View Ronysue's profile


3 posts in 1755 days

#7 posted 08-03-2013 07:14 PM

Min-Wax Poly Shade Espresso was THE SOLUTION for our kitchen cabinets! Wanted an even dark finish on oak without the ‘zebra stripes’ and contrast caused by the hard wood/porous grain. Looks great! Because we didn’t want it any darker, but felt a kitchen requires more than one coat of clear we finished it with a couple coats of the ‘General Finishes Satin Gel Top Coat’. (Easiest TOP COAT EVER, highly recommend it!)

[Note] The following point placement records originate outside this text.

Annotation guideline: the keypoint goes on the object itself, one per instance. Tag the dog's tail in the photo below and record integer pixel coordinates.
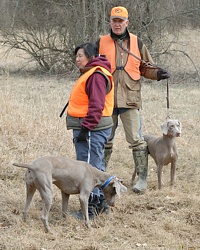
(23, 165)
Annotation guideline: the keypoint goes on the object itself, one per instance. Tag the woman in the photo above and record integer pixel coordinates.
(89, 114)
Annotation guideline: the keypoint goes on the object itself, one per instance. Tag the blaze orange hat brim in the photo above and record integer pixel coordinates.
(119, 12)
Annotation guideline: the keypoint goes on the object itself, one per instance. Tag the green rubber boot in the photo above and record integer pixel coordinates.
(107, 155)
(141, 164)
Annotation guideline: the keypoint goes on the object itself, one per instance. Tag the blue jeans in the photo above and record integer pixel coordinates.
(92, 151)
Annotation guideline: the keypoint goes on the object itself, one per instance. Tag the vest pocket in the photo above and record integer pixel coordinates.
(133, 94)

-- RonySue in Sunny California

View paxorion's profile


1107 posts in 2043 days

#8 posted 08-05-2013 02:32 AM

I had an abysmal experience using the Minwax Polyshades on a coffee table I built many years back. While I would agree with my wife (who is far better at finishing than me) that it was user error (didn’t put down thin enough coats) and poor and bad environment (too hot), I think the product itself is a compromise (on multiple levels) for the sake of convenience. Some of the problems I had include: 1 – The finish dried and dragged way too quickly over a 2’ x 4’ table surface 2 – The end-grain became way too dark too quickly. The Minwax pre-stain conditioner did little to prevent this (or blotching) on pine 3 – Thinning may help, but then that may mean a need for more than 2 coats

If you have a good idea of what you are doing, the patience to put down multiple coats, and an environment which won’t lead to the finish drying too fast, it may work, but if you are trying to use this because you think it’s a good way to get started on stains and poly (like I did), do yourself a favor and try to tackle each portion of the finishing separately.

-- paxorion

View Shawn Masterson's profile

Shawn Masterson

1325 posts in 1946 days

#9 posted 08-05-2013 02:39 AM

it is very hard to get it to coat evenly without spraying. I have sprayed it and had great results.